Na lição de Oliveira Ascensão, testamento
não pode ser caracterizado apenas como um
ato de disposição de bens, pois deve atender
tanto ao seu aspecto patrimonial quanto
pessoal. Embora seja corrente a concepção de
que a principal vocação da disposição
testamentária é regular a questão patrimonial,
não raro são encontrados em testamentos
disposições tocantes ao reconhecimento de
filhos fruto de relações extraconjugais, a
revogação de testamento anterior, a
designação de tutores ou curadores aos filhos
incapazes do de cujus, a nomeação de
testamenteiro, o perdão a herdeiro excluído por
ter incorrido em uma das hipóteses do artigo
1.814, disposições acerca do enterro,
solenidades post mortem e outras tantas.
Ao regular tais disposições, o legislador
buscou nortear a manifestação de vontade do
testador, de maneira a assegurar a formalidade
e os princípios jurídicos e morais que devem
estar contidos em todos os negócios jurídicos.

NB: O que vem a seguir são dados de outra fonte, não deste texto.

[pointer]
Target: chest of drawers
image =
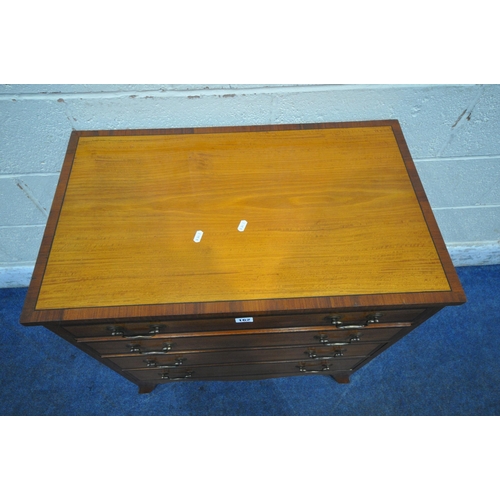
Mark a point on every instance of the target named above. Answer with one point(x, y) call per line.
point(239, 253)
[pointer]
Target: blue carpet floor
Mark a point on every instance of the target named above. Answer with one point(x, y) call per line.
point(448, 366)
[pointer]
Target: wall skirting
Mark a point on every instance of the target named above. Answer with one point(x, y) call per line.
point(462, 255)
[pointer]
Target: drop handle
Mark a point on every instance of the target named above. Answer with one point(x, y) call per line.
point(326, 342)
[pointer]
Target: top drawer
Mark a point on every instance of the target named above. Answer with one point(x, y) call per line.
point(342, 321)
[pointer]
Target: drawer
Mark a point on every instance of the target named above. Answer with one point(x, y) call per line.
point(220, 372)
point(341, 321)
point(229, 340)
point(193, 358)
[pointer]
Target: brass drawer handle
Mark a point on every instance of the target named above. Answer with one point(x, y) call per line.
point(302, 368)
point(335, 354)
point(323, 339)
point(370, 320)
point(136, 349)
point(118, 330)
point(151, 363)
point(166, 376)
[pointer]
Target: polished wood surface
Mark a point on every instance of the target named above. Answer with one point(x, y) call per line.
point(328, 211)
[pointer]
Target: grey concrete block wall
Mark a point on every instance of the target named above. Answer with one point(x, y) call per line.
point(452, 132)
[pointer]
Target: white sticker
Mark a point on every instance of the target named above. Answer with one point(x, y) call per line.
point(243, 320)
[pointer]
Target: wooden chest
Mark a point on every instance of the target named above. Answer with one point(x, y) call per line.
point(240, 252)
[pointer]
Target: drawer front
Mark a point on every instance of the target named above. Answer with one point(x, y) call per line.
point(343, 320)
point(186, 342)
point(218, 372)
point(227, 356)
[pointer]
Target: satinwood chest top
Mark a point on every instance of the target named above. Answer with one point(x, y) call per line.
point(239, 214)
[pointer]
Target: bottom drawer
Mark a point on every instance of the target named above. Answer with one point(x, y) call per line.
point(220, 372)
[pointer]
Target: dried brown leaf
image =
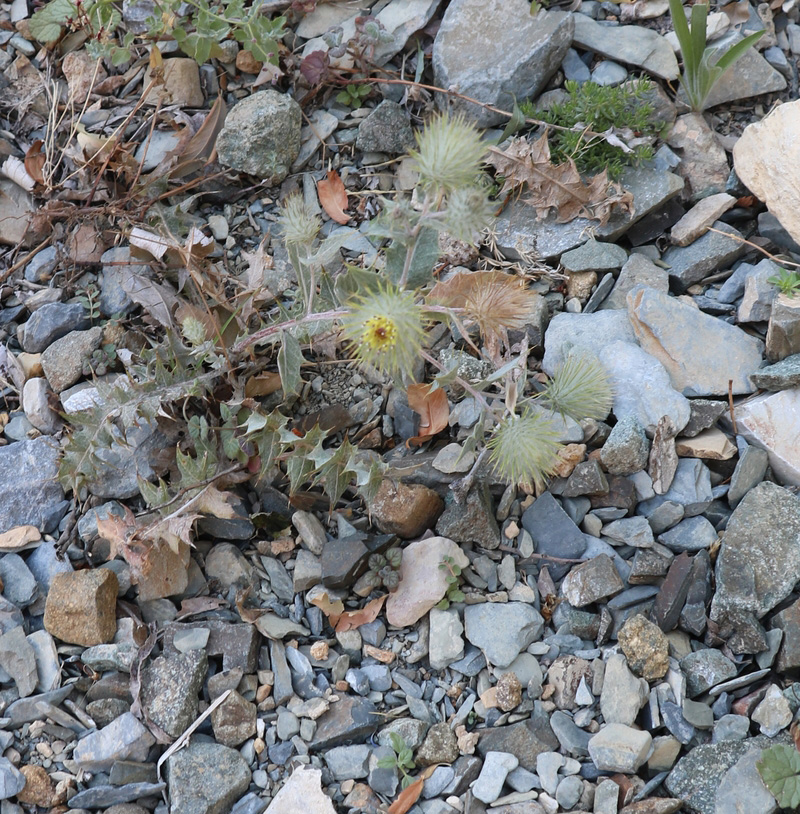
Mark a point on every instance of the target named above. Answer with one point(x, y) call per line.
point(159, 300)
point(432, 407)
point(350, 620)
point(332, 609)
point(557, 187)
point(35, 160)
point(333, 197)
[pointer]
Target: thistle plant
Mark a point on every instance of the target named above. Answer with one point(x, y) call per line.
point(703, 65)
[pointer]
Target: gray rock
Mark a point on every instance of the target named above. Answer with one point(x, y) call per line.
point(697, 776)
point(619, 748)
point(759, 560)
point(116, 280)
point(716, 354)
point(704, 669)
point(518, 226)
point(496, 766)
point(626, 449)
point(756, 304)
point(623, 693)
point(780, 376)
point(691, 489)
point(473, 52)
point(63, 359)
point(502, 630)
point(206, 778)
point(713, 251)
point(632, 44)
point(29, 484)
point(609, 74)
point(106, 796)
point(125, 738)
point(743, 782)
point(386, 130)
point(633, 531)
point(261, 136)
point(348, 762)
point(594, 579)
point(170, 689)
point(594, 256)
point(12, 781)
point(51, 322)
point(553, 532)
point(18, 659)
point(638, 270)
point(446, 643)
point(642, 386)
point(19, 584)
point(525, 740)
point(693, 534)
point(751, 75)
point(750, 470)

Cabe frisar ainda que todas as disposições
acerca da herança devem se originar do ato
causa mortis. Não é possível que haja qualquer
disposição em outros instrumentos contratuais
ou declarações de vontade.
Partindo-se do pressuposto que todo
testamento é um negócio jurídico (ver
comentários ao capítulo I do Título III deste
Livro), como tal deverá ser considerado,
podendo, por conseguinte, conter disposições
que estipulem aos herdeiros condições ou
encargos para que sua situação jurídica se
aperfeiçoe. É importante destacar que não se
admite em nosso Direito a herança a termo,
com exceção do instituto do fideicomisso.
Todavia, nossa doutrina considera que tais
condições devam ser físicas e juridicamente
possíveis, não tendo validade sempre que
versarem sobre questões limitadoras das
liberdades individuais do herdeiro, reputando-
se como não escritas, assim como aquelas que
contrariem normas de ordem pública, v. g.,
considera-se inválida a condição que
estabeleça que o herdeiro nunca deva se
casar, deixar de estudar, converter-se a
determinada religião ou praticar atos ilícitos.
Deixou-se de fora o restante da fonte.